The Cannes Film Festival is known for its glamour, the meeting of the haves and the have-yachts each year on the red carpet outside the Palais du Festival. But, perhaps surprisingly, it’s stories about the have-nots that often emerge triumphant. Down-to-Earth realism is far more likely to sweep the prizes at the end of the Festival than anything glitzy, and nothing shows the power of a little reality like the decades-long success of British realist filmmakers like Ken Loach.

The veteran English director has been to the Festival with almost all of his films since 1990, and has won multiple major prizes there. He returned this year with The Old Oak, a drama set among refugees in a former mining community that Loach says will be his final film (though he also said that back in 2014 before making the Palme d’Or winner I, Daniel Blake). Throughout his six decades at the Festival, he has inspired other UK filmmakers to follow his lead and tell moving stories from ground level that may inspire hope, fury and even social change.

I, Daniel Blake

If this is really Loach’s final film, at age 86, it is the cap on a glorious run of form at Cannes, which began in the 1970s and saw him become one of only ten filmmakers to win the Palme d’Or twice. His first win was for a drama about the Irish War Of Independence, 2006’s The Wind That Shakes The Barley, a relatively rare Loach film with a period setting. That starred Cillian Murphy (Peaky Blinders) and Liam Cunningham (Good Vibrations) as two Irishmen fighting the British in their homeland.
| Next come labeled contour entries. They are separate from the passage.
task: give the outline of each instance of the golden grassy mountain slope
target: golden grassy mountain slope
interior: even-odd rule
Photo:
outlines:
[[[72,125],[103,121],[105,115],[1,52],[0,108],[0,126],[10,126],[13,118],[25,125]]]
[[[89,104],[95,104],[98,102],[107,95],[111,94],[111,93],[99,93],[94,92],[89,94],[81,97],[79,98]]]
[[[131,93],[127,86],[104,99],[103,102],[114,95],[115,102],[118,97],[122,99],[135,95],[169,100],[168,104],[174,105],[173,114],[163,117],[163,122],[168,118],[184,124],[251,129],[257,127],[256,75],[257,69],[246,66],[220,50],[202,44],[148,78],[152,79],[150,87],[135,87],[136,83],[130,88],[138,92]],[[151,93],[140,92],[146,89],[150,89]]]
He followed that ten years later with the extraordinary I, Daniel Blake, the story of an apparently ordinary middle-aged man, played by Dave Johns, whose doctor advises him to stop work after a heart attack. But when a heartless benefits system denies him help and support, he makes it his mission not only to find a way to support himself but to help others, like single mum Katie (Hayley Squires, The Electric Life Of Louis Wain). It’s a powerful cry for humanity in a faceless, hostile system – as so many Loach films are. He took on the gig economy in Sorry We Missed You in 2019; young offenders in The Angels’ Share in 2012, and kids trying to stay out of trouble in Sweet Sixteen in 2002, launching the career of Martin Compston (Line Of Duty, Red Road).

The Angels' Share

Of course Loach is not alone telling socially realistic stories in Cannes. His contemporary Mike Leigh won the Palme d’Or for 1996’s brilliant Secrets & Lies, about adoption, which starred Brenda Blethyn (Ethel & Ernest, Pride & Prejudice), Timothy Spall (Mr Turner, Spencer) and Marianne Jean-Baptiste (In Fabric). Leigh also won a special prize for Another Year, starring Lesley Manville (Ordinary Love, Mrs Harris Goes To Paris) and Jim Broadbent (The Duke).

Secrets & Lies

Many of those carrying the torch for social realism in recent years, however, have been female directors. Andrea Arnold won the Jury Prize three times now: for Red Road in 2006, Fish Tank in 2009 and American Honey in 2016. Lynne Ramsay is also a multiple prize winner. She first attended with Morvern Callar, starring Samantha Morton (Miss Julie), and won a Screenplay prize for the extraordinarily moving, Joaquin Phoenix-starring You Were Never Really Here in 2017. Most recently, Charlotte Wells won acclaim for her film Aftersun last year, which went on to Oscar and BAFTA success. That was only Wells’ first film as well. Even if this proves to be Ken Loach’s last year with a film in competition in Cannes, more than 40 years after his first, the sort of filmmaking that he championed is in good hands with the new generation.